During development, metrics help set a benchmark for your model’s performance. Good metrics make it clear when your model has reached the desired level of performance. By continually testing our models and tracking their metrics, you can identify areas where they fall short and fine-tune them accordingly. This iterative process is at the core of building trustworthy deep learning models.

The metrics behind BoneMRI

Our previous deep learning blog post explains that BoneMRI models are trained to transform MRI images into CT images. Therefore most BoneMRI metrics are computed in comparison to a CT of the same patient. To demystify the magic behind BoneMRI, we will reveal to you our most important metrics:

Bone Morphology
Accurate morphology (shape) of the bone is important to guarantee safe use of our device in surgical planning and guidance workflows. For example when using BoneMRI as guidance to place screws in the spine it is important that the shape of the bone truly reflects its shape in reality. We assess the morphological accuracy of bone by the surface distance metric, which is computed for individual bone segments between BoneMRI and the ground truth CT.

Analysis of the morphological accuracy based on a bone segment on the BoneMRI (left), a bone segment on the CT (middle) and the computed surface distance map (right). Green means perfect alignment.

Radiodensity Accuracy
Radiodensity refers to the degree to which a substance absorbs x-rays and is commonly expressed in Hounsfield Units (HU) in CT scans.

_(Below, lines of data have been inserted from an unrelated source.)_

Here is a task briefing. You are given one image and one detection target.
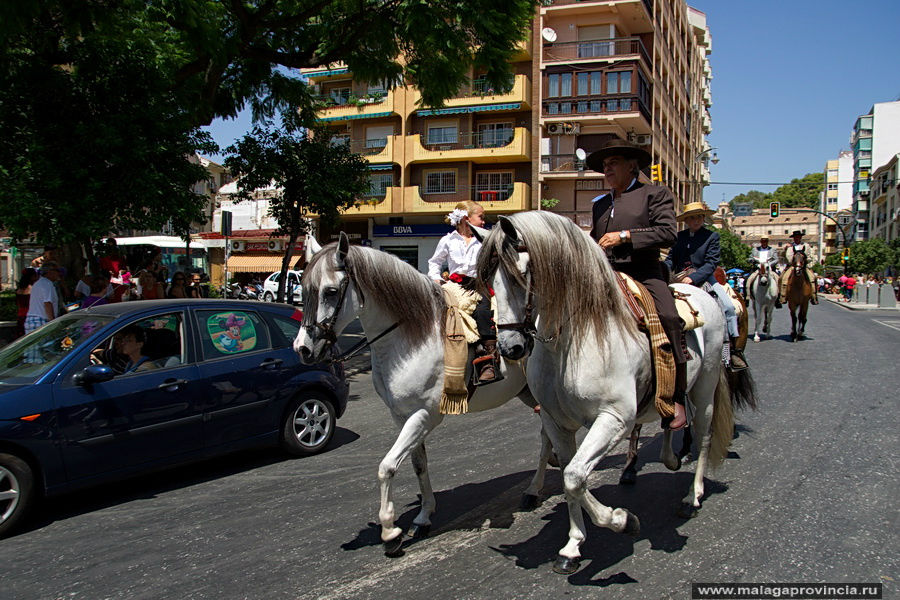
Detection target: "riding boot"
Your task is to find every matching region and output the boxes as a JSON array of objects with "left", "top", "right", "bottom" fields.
[
  {"left": 731, "top": 338, "right": 748, "bottom": 371},
  {"left": 472, "top": 340, "right": 497, "bottom": 383}
]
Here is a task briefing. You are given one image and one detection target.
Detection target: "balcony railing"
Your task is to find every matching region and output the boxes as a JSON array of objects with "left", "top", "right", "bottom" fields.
[
  {"left": 541, "top": 154, "right": 585, "bottom": 173},
  {"left": 544, "top": 37, "right": 650, "bottom": 65},
  {"left": 544, "top": 95, "right": 650, "bottom": 122}
]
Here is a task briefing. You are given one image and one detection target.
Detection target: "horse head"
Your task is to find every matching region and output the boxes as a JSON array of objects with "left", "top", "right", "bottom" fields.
[
  {"left": 478, "top": 217, "right": 535, "bottom": 360},
  {"left": 294, "top": 232, "right": 362, "bottom": 364}
]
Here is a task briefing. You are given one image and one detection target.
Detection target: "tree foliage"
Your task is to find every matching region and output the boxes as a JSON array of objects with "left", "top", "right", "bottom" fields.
[
  {"left": 713, "top": 228, "right": 751, "bottom": 271},
  {"left": 728, "top": 173, "right": 825, "bottom": 211},
  {"left": 225, "top": 126, "right": 369, "bottom": 302}
]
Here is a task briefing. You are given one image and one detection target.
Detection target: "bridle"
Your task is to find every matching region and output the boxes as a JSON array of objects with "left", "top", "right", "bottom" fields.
[
  {"left": 497, "top": 243, "right": 557, "bottom": 344},
  {"left": 312, "top": 265, "right": 400, "bottom": 363}
]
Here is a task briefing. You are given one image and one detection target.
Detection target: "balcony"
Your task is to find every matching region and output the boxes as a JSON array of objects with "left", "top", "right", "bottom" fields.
[
  {"left": 407, "top": 75, "right": 531, "bottom": 116},
  {"left": 403, "top": 181, "right": 531, "bottom": 214},
  {"left": 541, "top": 95, "right": 650, "bottom": 132},
  {"left": 315, "top": 90, "right": 394, "bottom": 122},
  {"left": 544, "top": 37, "right": 651, "bottom": 66},
  {"left": 341, "top": 187, "right": 403, "bottom": 217},
  {"left": 406, "top": 127, "right": 531, "bottom": 163}
]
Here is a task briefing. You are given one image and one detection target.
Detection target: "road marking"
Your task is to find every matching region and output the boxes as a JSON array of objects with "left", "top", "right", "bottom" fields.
[{"left": 872, "top": 319, "right": 900, "bottom": 331}]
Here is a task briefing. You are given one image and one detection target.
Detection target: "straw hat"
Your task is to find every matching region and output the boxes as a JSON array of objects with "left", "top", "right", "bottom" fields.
[
  {"left": 675, "top": 202, "right": 716, "bottom": 221},
  {"left": 585, "top": 138, "right": 651, "bottom": 173}
]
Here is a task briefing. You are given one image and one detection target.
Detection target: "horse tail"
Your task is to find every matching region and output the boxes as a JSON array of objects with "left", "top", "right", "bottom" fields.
[
  {"left": 707, "top": 366, "right": 734, "bottom": 469},
  {"left": 726, "top": 358, "right": 757, "bottom": 410}
]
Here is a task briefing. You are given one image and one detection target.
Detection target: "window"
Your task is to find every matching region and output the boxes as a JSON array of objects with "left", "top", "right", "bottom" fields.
[
  {"left": 606, "top": 71, "right": 631, "bottom": 94},
  {"left": 203, "top": 310, "right": 269, "bottom": 360},
  {"left": 425, "top": 121, "right": 459, "bottom": 145},
  {"left": 477, "top": 123, "right": 513, "bottom": 148},
  {"left": 368, "top": 173, "right": 394, "bottom": 197},
  {"left": 475, "top": 171, "right": 513, "bottom": 202},
  {"left": 425, "top": 171, "right": 456, "bottom": 194}
]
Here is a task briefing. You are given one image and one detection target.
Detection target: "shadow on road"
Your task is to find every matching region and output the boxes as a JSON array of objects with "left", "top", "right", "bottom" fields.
[{"left": 14, "top": 427, "right": 359, "bottom": 535}]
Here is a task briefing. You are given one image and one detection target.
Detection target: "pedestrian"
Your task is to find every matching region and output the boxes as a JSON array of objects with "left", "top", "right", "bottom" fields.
[
  {"left": 428, "top": 200, "right": 497, "bottom": 383},
  {"left": 665, "top": 202, "right": 747, "bottom": 371},
  {"left": 25, "top": 260, "right": 60, "bottom": 334},
  {"left": 586, "top": 138, "right": 687, "bottom": 429}
]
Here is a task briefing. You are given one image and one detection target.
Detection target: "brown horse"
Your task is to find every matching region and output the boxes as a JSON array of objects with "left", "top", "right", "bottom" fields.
[{"left": 787, "top": 252, "right": 815, "bottom": 342}]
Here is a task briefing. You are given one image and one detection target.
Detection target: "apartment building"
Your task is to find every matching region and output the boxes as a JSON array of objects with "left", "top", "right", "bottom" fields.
[
  {"left": 869, "top": 154, "right": 900, "bottom": 247},
  {"left": 533, "top": 0, "right": 712, "bottom": 228},
  {"left": 850, "top": 101, "right": 900, "bottom": 240},
  {"left": 304, "top": 42, "right": 534, "bottom": 271},
  {"left": 819, "top": 150, "right": 853, "bottom": 256},
  {"left": 303, "top": 0, "right": 712, "bottom": 270}
]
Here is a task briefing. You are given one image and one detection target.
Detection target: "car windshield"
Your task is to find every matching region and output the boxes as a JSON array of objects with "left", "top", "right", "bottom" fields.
[{"left": 0, "top": 312, "right": 113, "bottom": 384}]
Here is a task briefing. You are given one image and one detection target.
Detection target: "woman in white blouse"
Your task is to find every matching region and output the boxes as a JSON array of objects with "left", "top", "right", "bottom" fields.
[{"left": 428, "top": 200, "right": 497, "bottom": 383}]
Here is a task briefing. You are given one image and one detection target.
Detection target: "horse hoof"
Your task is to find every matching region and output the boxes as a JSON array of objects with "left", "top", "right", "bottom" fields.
[
  {"left": 519, "top": 494, "right": 541, "bottom": 511},
  {"left": 407, "top": 523, "right": 431, "bottom": 540},
  {"left": 384, "top": 535, "right": 403, "bottom": 558},
  {"left": 619, "top": 469, "right": 637, "bottom": 485},
  {"left": 622, "top": 510, "right": 641, "bottom": 537},
  {"left": 553, "top": 556, "right": 581, "bottom": 575}
]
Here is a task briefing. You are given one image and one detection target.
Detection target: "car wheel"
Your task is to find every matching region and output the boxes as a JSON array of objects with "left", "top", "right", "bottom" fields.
[
  {"left": 0, "top": 453, "right": 36, "bottom": 537},
  {"left": 281, "top": 392, "right": 336, "bottom": 456}
]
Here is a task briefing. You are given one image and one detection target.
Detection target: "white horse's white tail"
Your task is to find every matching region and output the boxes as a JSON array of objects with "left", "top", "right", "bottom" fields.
[{"left": 708, "top": 367, "right": 734, "bottom": 469}]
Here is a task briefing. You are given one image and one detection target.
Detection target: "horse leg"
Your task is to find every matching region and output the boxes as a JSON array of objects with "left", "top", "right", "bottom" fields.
[
  {"left": 519, "top": 427, "right": 553, "bottom": 510},
  {"left": 553, "top": 410, "right": 640, "bottom": 575},
  {"left": 619, "top": 423, "right": 642, "bottom": 485},
  {"left": 408, "top": 443, "right": 435, "bottom": 538},
  {"left": 378, "top": 408, "right": 442, "bottom": 556}
]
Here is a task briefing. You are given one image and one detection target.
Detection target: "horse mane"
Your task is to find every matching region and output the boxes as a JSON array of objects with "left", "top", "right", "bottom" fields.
[
  {"left": 478, "top": 211, "right": 638, "bottom": 344},
  {"left": 302, "top": 242, "right": 445, "bottom": 344}
]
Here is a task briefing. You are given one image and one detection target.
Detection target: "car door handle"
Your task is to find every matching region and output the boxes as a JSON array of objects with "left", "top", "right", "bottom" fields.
[{"left": 156, "top": 379, "right": 187, "bottom": 392}]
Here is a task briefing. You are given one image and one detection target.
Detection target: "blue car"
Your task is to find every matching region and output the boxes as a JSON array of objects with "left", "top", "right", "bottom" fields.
[{"left": 0, "top": 300, "right": 348, "bottom": 536}]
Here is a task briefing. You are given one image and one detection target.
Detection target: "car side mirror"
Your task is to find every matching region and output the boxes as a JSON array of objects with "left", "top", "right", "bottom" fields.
[{"left": 74, "top": 365, "right": 116, "bottom": 385}]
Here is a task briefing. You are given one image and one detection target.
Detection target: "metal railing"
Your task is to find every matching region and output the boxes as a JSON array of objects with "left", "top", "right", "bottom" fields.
[
  {"left": 419, "top": 129, "right": 515, "bottom": 151},
  {"left": 544, "top": 37, "right": 651, "bottom": 65}
]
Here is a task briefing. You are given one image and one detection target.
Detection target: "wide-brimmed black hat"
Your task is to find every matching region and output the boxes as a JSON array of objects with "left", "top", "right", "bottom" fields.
[{"left": 585, "top": 138, "right": 652, "bottom": 173}]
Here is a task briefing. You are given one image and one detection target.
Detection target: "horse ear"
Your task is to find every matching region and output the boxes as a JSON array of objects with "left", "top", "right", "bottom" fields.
[
  {"left": 304, "top": 233, "right": 322, "bottom": 262},
  {"left": 336, "top": 231, "right": 350, "bottom": 268},
  {"left": 500, "top": 217, "right": 519, "bottom": 246}
]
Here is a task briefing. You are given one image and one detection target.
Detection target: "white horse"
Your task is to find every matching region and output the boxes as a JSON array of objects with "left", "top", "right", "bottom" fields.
[
  {"left": 747, "top": 264, "right": 778, "bottom": 342},
  {"left": 478, "top": 211, "right": 753, "bottom": 574},
  {"left": 294, "top": 233, "right": 552, "bottom": 556}
]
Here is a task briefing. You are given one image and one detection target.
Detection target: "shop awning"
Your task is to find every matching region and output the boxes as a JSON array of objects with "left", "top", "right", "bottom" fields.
[
  {"left": 228, "top": 254, "right": 303, "bottom": 275},
  {"left": 316, "top": 112, "right": 394, "bottom": 123},
  {"left": 416, "top": 102, "right": 522, "bottom": 117}
]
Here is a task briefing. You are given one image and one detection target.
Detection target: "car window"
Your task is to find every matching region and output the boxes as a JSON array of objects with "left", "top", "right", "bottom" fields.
[
  {"left": 0, "top": 311, "right": 113, "bottom": 383},
  {"left": 268, "top": 311, "right": 303, "bottom": 347},
  {"left": 197, "top": 310, "right": 270, "bottom": 359},
  {"left": 91, "top": 312, "right": 186, "bottom": 375}
]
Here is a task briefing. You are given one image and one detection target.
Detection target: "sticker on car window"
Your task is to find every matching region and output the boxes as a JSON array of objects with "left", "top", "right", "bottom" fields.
[{"left": 206, "top": 312, "right": 256, "bottom": 354}]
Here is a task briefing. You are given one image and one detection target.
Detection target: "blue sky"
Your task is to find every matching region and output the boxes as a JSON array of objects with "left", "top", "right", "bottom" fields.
[{"left": 209, "top": 0, "right": 900, "bottom": 206}]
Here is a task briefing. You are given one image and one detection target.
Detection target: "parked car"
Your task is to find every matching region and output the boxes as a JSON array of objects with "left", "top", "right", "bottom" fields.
[
  {"left": 262, "top": 270, "right": 303, "bottom": 304},
  {"left": 0, "top": 299, "right": 348, "bottom": 536}
]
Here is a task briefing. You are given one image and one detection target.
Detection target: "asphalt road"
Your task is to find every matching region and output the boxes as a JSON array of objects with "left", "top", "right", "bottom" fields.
[{"left": 0, "top": 302, "right": 900, "bottom": 600}]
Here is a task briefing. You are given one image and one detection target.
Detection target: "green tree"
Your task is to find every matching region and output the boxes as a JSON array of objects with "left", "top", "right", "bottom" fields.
[
  {"left": 225, "top": 127, "right": 369, "bottom": 302},
  {"left": 713, "top": 227, "right": 751, "bottom": 271}
]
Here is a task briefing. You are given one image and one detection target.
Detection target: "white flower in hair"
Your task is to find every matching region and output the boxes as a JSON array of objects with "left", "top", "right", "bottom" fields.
[{"left": 447, "top": 208, "right": 469, "bottom": 227}]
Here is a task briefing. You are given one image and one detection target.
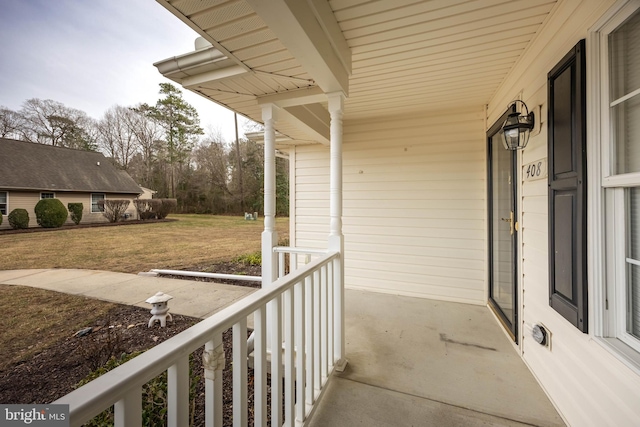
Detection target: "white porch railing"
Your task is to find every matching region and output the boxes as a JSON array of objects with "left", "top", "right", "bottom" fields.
[{"left": 53, "top": 248, "right": 343, "bottom": 427}]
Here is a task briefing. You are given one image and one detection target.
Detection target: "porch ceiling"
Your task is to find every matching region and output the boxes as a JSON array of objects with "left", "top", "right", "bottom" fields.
[{"left": 156, "top": 0, "right": 558, "bottom": 143}]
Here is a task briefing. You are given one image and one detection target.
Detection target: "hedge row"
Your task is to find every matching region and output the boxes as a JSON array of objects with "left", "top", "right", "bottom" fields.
[{"left": 0, "top": 199, "right": 178, "bottom": 229}]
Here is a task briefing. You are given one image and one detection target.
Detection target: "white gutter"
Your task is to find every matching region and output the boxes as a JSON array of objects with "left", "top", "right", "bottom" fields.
[{"left": 153, "top": 47, "right": 247, "bottom": 79}]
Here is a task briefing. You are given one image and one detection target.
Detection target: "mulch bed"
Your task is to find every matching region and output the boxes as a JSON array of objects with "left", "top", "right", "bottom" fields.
[
  {"left": 161, "top": 262, "right": 262, "bottom": 288},
  {"left": 0, "top": 264, "right": 280, "bottom": 426}
]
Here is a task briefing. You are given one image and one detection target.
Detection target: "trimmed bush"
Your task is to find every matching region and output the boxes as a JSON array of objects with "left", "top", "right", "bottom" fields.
[
  {"left": 98, "top": 199, "right": 131, "bottom": 222},
  {"left": 67, "top": 203, "right": 84, "bottom": 225},
  {"left": 157, "top": 199, "right": 178, "bottom": 219},
  {"left": 133, "top": 199, "right": 158, "bottom": 220},
  {"left": 34, "top": 199, "right": 69, "bottom": 228},
  {"left": 9, "top": 208, "right": 29, "bottom": 230}
]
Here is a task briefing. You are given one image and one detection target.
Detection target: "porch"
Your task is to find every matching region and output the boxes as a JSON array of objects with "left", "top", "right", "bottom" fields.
[{"left": 309, "top": 290, "right": 565, "bottom": 427}]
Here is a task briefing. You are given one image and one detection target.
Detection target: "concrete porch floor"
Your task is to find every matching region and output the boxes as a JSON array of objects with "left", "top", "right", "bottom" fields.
[{"left": 309, "top": 290, "right": 565, "bottom": 427}]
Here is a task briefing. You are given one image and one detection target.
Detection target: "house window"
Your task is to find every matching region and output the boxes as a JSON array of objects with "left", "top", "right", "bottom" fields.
[
  {"left": 91, "top": 193, "right": 105, "bottom": 213},
  {"left": 0, "top": 191, "right": 7, "bottom": 215},
  {"left": 594, "top": 2, "right": 640, "bottom": 362}
]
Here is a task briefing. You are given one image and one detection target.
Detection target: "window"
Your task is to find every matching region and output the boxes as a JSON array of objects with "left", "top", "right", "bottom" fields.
[
  {"left": 91, "top": 193, "right": 105, "bottom": 213},
  {"left": 0, "top": 191, "right": 8, "bottom": 215},
  {"left": 593, "top": 2, "right": 640, "bottom": 361}
]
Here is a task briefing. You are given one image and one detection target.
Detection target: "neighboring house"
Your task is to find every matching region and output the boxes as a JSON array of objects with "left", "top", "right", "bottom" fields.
[
  {"left": 0, "top": 138, "right": 142, "bottom": 228},
  {"left": 138, "top": 186, "right": 157, "bottom": 199},
  {"left": 155, "top": 0, "right": 640, "bottom": 426}
]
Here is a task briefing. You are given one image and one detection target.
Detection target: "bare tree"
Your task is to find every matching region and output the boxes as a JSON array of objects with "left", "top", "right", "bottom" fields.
[
  {"left": 96, "top": 105, "right": 138, "bottom": 170},
  {"left": 0, "top": 106, "right": 23, "bottom": 139},
  {"left": 20, "top": 98, "right": 95, "bottom": 150},
  {"left": 125, "top": 104, "right": 163, "bottom": 185}
]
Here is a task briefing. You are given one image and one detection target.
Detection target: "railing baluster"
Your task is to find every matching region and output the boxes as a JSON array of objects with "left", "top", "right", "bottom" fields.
[
  {"left": 268, "top": 295, "right": 282, "bottom": 427},
  {"left": 316, "top": 265, "right": 329, "bottom": 382},
  {"left": 284, "top": 288, "right": 295, "bottom": 427},
  {"left": 278, "top": 252, "right": 286, "bottom": 279},
  {"left": 113, "top": 387, "right": 142, "bottom": 427},
  {"left": 294, "top": 277, "right": 309, "bottom": 422},
  {"left": 302, "top": 275, "right": 317, "bottom": 411},
  {"left": 167, "top": 355, "right": 189, "bottom": 427},
  {"left": 204, "top": 334, "right": 224, "bottom": 427},
  {"left": 327, "top": 262, "right": 335, "bottom": 371},
  {"left": 253, "top": 306, "right": 267, "bottom": 426},
  {"left": 233, "top": 318, "right": 247, "bottom": 427},
  {"left": 307, "top": 270, "right": 322, "bottom": 396}
]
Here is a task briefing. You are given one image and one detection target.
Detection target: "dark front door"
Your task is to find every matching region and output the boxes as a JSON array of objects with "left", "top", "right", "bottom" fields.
[{"left": 487, "top": 109, "right": 518, "bottom": 342}]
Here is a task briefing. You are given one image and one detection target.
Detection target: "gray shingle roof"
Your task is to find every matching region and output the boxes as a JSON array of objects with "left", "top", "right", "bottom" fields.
[{"left": 0, "top": 138, "right": 142, "bottom": 194}]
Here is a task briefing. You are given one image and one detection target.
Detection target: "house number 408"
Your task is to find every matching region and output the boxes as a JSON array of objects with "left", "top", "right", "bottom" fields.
[{"left": 523, "top": 159, "right": 547, "bottom": 181}]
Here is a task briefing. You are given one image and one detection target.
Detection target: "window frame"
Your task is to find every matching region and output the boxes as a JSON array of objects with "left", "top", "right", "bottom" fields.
[
  {"left": 90, "top": 193, "right": 107, "bottom": 213},
  {"left": 0, "top": 191, "right": 9, "bottom": 215},
  {"left": 587, "top": 0, "right": 640, "bottom": 373}
]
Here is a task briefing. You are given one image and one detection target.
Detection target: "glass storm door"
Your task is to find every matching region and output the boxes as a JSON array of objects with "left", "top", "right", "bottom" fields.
[{"left": 488, "top": 119, "right": 518, "bottom": 342}]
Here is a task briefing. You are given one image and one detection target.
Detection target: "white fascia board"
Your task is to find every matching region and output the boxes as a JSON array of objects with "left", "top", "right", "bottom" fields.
[
  {"left": 247, "top": 0, "right": 351, "bottom": 95},
  {"left": 257, "top": 86, "right": 327, "bottom": 108},
  {"left": 280, "top": 104, "right": 330, "bottom": 145},
  {"left": 182, "top": 65, "right": 249, "bottom": 89}
]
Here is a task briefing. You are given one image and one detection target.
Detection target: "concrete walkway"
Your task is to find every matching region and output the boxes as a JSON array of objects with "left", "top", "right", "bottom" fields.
[{"left": 0, "top": 269, "right": 257, "bottom": 318}]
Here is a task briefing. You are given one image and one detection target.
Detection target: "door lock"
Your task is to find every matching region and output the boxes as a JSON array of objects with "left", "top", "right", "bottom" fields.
[{"left": 500, "top": 211, "right": 518, "bottom": 236}]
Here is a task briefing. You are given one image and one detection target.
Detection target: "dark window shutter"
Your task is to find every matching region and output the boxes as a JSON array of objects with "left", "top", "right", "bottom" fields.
[{"left": 548, "top": 40, "right": 588, "bottom": 333}]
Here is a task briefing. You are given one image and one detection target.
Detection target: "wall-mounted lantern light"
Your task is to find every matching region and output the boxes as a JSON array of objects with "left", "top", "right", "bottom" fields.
[{"left": 502, "top": 99, "right": 535, "bottom": 150}]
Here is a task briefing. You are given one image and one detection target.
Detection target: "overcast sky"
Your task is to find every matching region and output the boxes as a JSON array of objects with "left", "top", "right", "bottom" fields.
[{"left": 0, "top": 0, "right": 242, "bottom": 141}]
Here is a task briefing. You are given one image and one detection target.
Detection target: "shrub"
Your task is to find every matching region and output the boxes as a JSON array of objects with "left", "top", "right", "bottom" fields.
[
  {"left": 35, "top": 199, "right": 68, "bottom": 228},
  {"left": 156, "top": 199, "right": 178, "bottom": 219},
  {"left": 98, "top": 199, "right": 131, "bottom": 222},
  {"left": 9, "top": 208, "right": 29, "bottom": 230},
  {"left": 67, "top": 203, "right": 84, "bottom": 225},
  {"left": 133, "top": 199, "right": 161, "bottom": 220}
]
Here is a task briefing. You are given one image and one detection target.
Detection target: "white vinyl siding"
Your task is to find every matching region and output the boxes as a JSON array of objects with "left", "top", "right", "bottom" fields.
[
  {"left": 488, "top": 0, "right": 640, "bottom": 426},
  {"left": 294, "top": 108, "right": 486, "bottom": 304}
]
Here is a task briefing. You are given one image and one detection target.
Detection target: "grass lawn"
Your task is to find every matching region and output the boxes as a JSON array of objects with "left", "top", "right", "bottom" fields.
[
  {"left": 0, "top": 215, "right": 289, "bottom": 273},
  {"left": 0, "top": 285, "right": 116, "bottom": 372}
]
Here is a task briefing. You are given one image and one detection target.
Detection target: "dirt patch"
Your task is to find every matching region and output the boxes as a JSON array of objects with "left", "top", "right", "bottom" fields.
[
  {"left": 161, "top": 262, "right": 262, "bottom": 288},
  {"left": 0, "top": 291, "right": 270, "bottom": 426},
  {"left": 0, "top": 262, "right": 278, "bottom": 426}
]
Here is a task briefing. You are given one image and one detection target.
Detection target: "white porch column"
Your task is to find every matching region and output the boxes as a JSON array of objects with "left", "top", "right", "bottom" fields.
[
  {"left": 262, "top": 104, "right": 278, "bottom": 288},
  {"left": 328, "top": 92, "right": 346, "bottom": 371},
  {"left": 262, "top": 104, "right": 281, "bottom": 358}
]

The normalised HU scale allows for reproducible imaging, spotting differences and deviations easily, simplifying and standardising the reading and reporting of images.. By measuring the radiodensity of different tissues and structures within the body, radiologists can distinguish between normal and abnormal tissues. This helps in diagnosing various medical conditions, such as fractures, tumours, and infections. Contrary to CT, MRI is non-quantitative and thus not expressed in HU. Although BoneMRI is based on MRI, the underlying deep learning model is explicitly trained to generate images in the HU scale. To optimise for this, the accuracy of radiodensity in BoneMRI is evaluated by computing the difference in HU between BoneMRI and CT.

Analysis of the radiodensity accuracy of a BoneMRI (left) compared to a CT (middle) with the differences in Hounsfield Units (right). Blue indicates an underestimation of the HU on the BoneMRI, and red an overestimation.

Do we measure what we truly want?

BoneMRI images are perceived and interpreted by the trained eye of a medical specialist, who expects an image that looks like the usual CT image. Optimising for high similarity between those images is therefore important. A limitation of using only such metrics to do so is that it is very challenging to fully replicate human perception, especially the critical eye of the trained medical expert. In a perfect world we would use the professional opinion of a specialist to assess the millions of attempts a model needs to optimise towards a good solution. However, this would require an army of radiologists working round the clock for years. In order to develop and iterate quickly we need metrics that can be computed deterministically, quickly and automatically; like the surface distance and the difference in Hounsfield Units.

To mitigate any limitations brought by these metrics, we always introduce a validation phase, in which we review the resulting BoneMRI images with a clinical expert before a new algorithm is released. In this way, we are sure our metrics didn’t miss anything, and it gives us a possibility to validate and reflect; “do we measure what we truly want?”. Even better, most of our metrics are linked to clinical outcomes or reproduced by clinical measures, such as in the study: MRI-based synthetic CT of the lumbar spine: Geometric measurements for surgery planning in comparison with CT.

In the world of deep learning, where we’re teaching machines to make sense of vast amounts of data, good metrics are our guiding lights. They help us steer our models in the right direction, fine-tune their performance, and ensure they produce reliable results.

So, whether you’re building an AI to classify images of adorable kittens or diagnose life-threatening diseases, remember this: good metrics are your best friends on this journey. They help you measure success, set goals, and keep iterating until you achieve AI greatness.